I think actually being a filmmaker came in my later teens. What I was very interested in – starting maybe at nine or ten or eleven – what I was very into were special effects. So I wanted to be like Rick Baker or Dick Smith. Sort of like a creature creator and monster makeup and that sort of stuff, but I had no aptitude for it. I couldn’t draw. I couldn’t sculpt well at all.

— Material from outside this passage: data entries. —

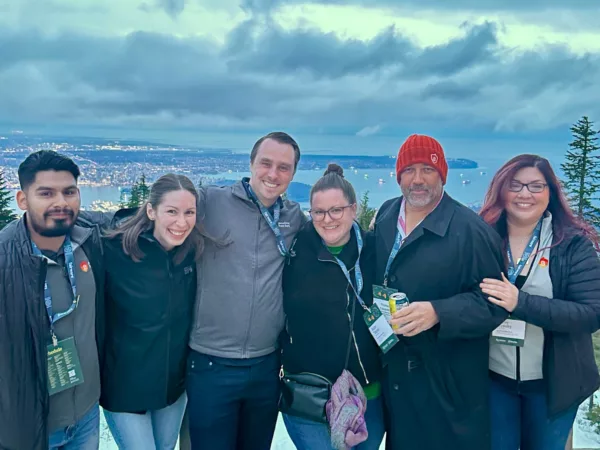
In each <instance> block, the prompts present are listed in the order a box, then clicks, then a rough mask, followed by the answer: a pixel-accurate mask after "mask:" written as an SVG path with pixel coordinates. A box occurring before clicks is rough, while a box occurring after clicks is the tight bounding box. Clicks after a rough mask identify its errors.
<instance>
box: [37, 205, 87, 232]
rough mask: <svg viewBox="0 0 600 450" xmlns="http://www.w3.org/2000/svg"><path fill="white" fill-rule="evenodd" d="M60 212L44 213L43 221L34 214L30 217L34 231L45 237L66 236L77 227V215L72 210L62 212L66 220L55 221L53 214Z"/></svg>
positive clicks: (58, 211)
mask: <svg viewBox="0 0 600 450" xmlns="http://www.w3.org/2000/svg"><path fill="white" fill-rule="evenodd" d="M56 212H59V211H56V210H55V211H47V212H45V213H44V215H43V217H42V219H41V220H39V221H38V220H37V219H38V218H37V217H36V216H34V215H33V214H32V215H30V216H29V217H28V219H29V221H30V223H31V227H32V228H33V231H35V232H36V233H37V234H39V235H40V236H44V237H59V236H66V235H67V234H69V232H70V231H71V230H72V229H73V227H74V226H75V220H76V219H77V215H76V214H75V212H73V210H71V209H64V210H61V211H60V212H61V213H63V214H66V215H67V217H66V218H64V219H54V218H52V216H51V214H52V213H56Z"/></svg>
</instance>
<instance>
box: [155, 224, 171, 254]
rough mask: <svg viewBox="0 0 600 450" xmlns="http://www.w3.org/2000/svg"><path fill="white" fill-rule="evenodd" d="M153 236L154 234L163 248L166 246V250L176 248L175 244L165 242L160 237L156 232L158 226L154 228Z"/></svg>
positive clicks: (165, 249)
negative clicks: (168, 243)
mask: <svg viewBox="0 0 600 450" xmlns="http://www.w3.org/2000/svg"><path fill="white" fill-rule="evenodd" d="M152 236H154V239H156V242H158V243H159V244H160V246H161V247H162V248H164V249H165V250H166V251H168V252H170V251H171V250H173V249H174V248H175V246H173V245H169V244H167V243H165V242H163V240H162V239H161V238H160V236H159V235H158V233H157V232H156V228H154V232H153V233H152Z"/></svg>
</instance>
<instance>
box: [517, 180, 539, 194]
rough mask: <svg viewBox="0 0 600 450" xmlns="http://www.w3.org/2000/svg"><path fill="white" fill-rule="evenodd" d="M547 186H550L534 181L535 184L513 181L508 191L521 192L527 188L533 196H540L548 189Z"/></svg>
mask: <svg viewBox="0 0 600 450" xmlns="http://www.w3.org/2000/svg"><path fill="white" fill-rule="evenodd" d="M546 186H548V185H547V184H546V183H540V182H539V181H534V182H533V183H521V182H520V181H516V180H512V181H511V182H510V184H509V185H508V190H509V191H510V192H521V191H522V190H523V188H524V187H526V188H527V190H528V191H529V192H531V193H532V194H539V193H540V192H543V191H544V189H546Z"/></svg>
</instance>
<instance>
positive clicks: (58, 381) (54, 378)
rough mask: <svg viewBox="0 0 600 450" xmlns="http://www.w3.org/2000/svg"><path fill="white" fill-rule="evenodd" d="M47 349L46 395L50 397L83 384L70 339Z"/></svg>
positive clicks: (76, 358) (63, 339)
mask: <svg viewBox="0 0 600 450" xmlns="http://www.w3.org/2000/svg"><path fill="white" fill-rule="evenodd" d="M47 349H48V393H49V394H50V395H54V394H57V393H58V392H62V391H65V390H67V389H70V388H72V387H74V386H77V385H78V384H82V383H83V372H82V370H81V363H80V362H79V356H78V355H77V349H76V348H75V339H73V338H72V337H70V338H67V339H63V340H62V341H58V343H57V345H56V346H55V345H53V344H50V345H48V347H47Z"/></svg>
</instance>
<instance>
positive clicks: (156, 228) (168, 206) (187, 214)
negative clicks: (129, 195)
mask: <svg viewBox="0 0 600 450" xmlns="http://www.w3.org/2000/svg"><path fill="white" fill-rule="evenodd" d="M146 213H147V214H148V218H149V219H150V220H152V221H154V233H153V235H154V237H155V238H156V240H157V241H158V242H159V243H160V245H162V247H163V248H164V249H165V250H167V251H168V250H172V249H173V248H174V247H177V246H179V245H181V244H183V243H184V241H185V240H186V238H187V237H188V236H189V235H190V233H191V232H192V230H193V229H194V226H195V225H196V197H194V195H192V193H190V192H188V191H186V190H185V189H182V190H178V191H171V192H169V193H167V194H165V195H164V196H163V197H162V199H161V202H160V203H159V204H158V206H157V207H153V206H152V205H150V204H148V206H147V208H146Z"/></svg>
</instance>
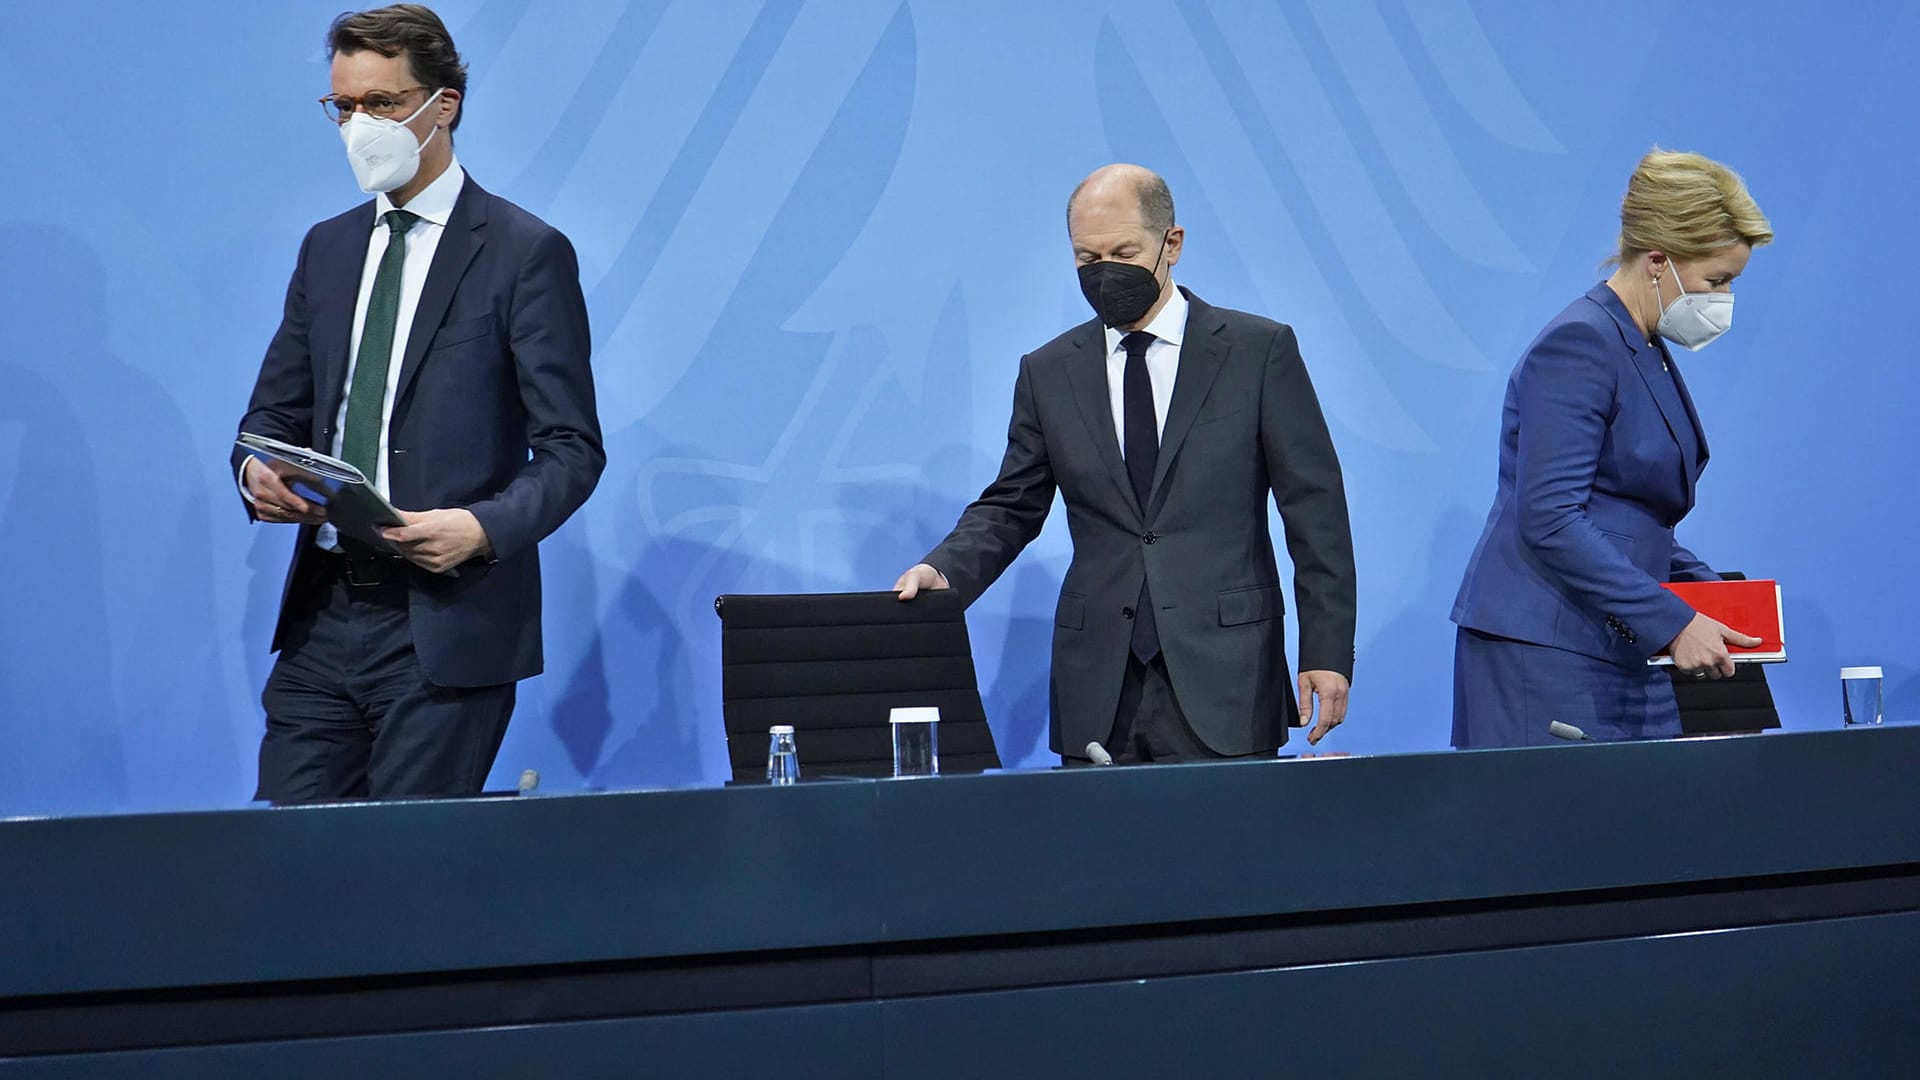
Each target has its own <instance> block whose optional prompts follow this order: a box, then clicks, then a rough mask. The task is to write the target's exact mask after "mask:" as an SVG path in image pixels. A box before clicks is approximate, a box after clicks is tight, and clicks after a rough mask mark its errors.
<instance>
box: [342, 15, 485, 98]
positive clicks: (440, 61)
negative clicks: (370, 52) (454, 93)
mask: <svg viewBox="0 0 1920 1080" xmlns="http://www.w3.org/2000/svg"><path fill="white" fill-rule="evenodd" d="M336 52H378V54H380V56H401V54H405V58H407V65H409V67H411V69H413V77H415V79H417V81H419V83H420V85H422V86H426V88H428V90H442V88H445V90H453V92H457V94H459V96H461V111H457V113H453V129H457V127H459V125H461V117H463V115H467V63H465V61H461V54H459V50H457V48H453V35H449V33H447V25H445V23H442V21H440V15H436V13H434V10H432V8H428V6H424V4H392V6H386V8H374V10H372V12H342V13H340V17H336V19H334V23H332V25H330V27H326V60H332V58H334V54H336Z"/></svg>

And Dick Smith – you know, in the back of Fangoria magazine, when I was a kid, you could do this mail-away class, and I sent all these examples of my work, things I’d sculpted and rubber-latex masks and stuff, and I got this letter back from Dick Smith, or somebody at the school, saying, “You’re nowhere near ready to be part of our mail-away class, let alone the class.” And I think all that did was it got me into making these shorts that showcased the effects – the decapitated head and all those sorts of things, and that was the beginning of it. Then I had a teacher in high school that introduced me to a whole different kind of movies, and that I think was when the hook was really set, much later on.

Given that you grew up around people who do this for a living, who did you meet along the way that really inspired you – someone that you got a personal encounter with that was able to help you stay the course in what you wanted to do?

Well, Gwyneth made a movie with Paul [Thomas] Anderson – her first movie, Hard Eight – and meeting him, when he was sort of meeting her for that movie, and then we became friends and he really helped me with my first short film, sort of getting that all finished. And I worked on Hard Eight, which at the time was called Sydney, and he was just a very generous guy in general with his time and knowledge and stuff. And he was very young at the time, too, I was 19 and he was probably in his mid-20s. And I made my first short film, and he was very helpful with finishing it. He was sort of the gold standard of somebody who was getting unusual work made, and obviously he’s consistently done that.

Young Ones is playing in select theaters and On Demand.